Serpentwithfeet, Deacon (Secretly Canadian, 2021)
Peut-on être déçu qu’un musicien aille mieux ? C’est une question qu’un auditeur se pose régulièrement quand, après avoir plongé corps et âme dans le gouffre des émotions amoureuses déçues ou des drogues créatives creusé par un musicien, c’est tout d’un coup la lumière et le plaisir de vivre qu’il expose au grand jour. Deacon, le deuxième album de l’Américain Serpentwithfeet, 32 ans, renouvelle ce vieux dilemme en jouant une musique à l’opposé complet de son prédécesseur, le remarquable Soil paru en 2018. Tourbillon de soul électronique noire, ce débarquement était alors un disque trempé dans les larmes, les ruptures dramatiques et les meubles jetés par la fenêtre. Soil était un pur disque de soul à chialer mais aussi un disque rénovateur du genre, où la voix très pure de Serpentwithfeet se débattait pour ne pas se laisser submerger par un labyrinthe de son qui ajoutait à l’épuisement des sentiments.

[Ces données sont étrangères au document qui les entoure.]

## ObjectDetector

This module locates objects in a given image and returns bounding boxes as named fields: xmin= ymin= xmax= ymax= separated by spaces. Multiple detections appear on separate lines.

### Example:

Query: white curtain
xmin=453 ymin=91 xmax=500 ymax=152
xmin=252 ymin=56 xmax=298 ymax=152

Josiah Wise dans le civil, Serpentwithfeet a décidé de tout inverser pour Deacon, d’enregistrer un disque qui s’interdit les chansons de rupture et les déceptions pour célébrer plutôt les joies et ce qui marche. C’est la lumière après la nuit, dans un élan biblique totalement assumé dès le titre du disque Deacon, diacre en français, où Wise revendique la position de cet assistant de l’église, petite main humble chargée de faire tourner les rouages de l’église chrétienne.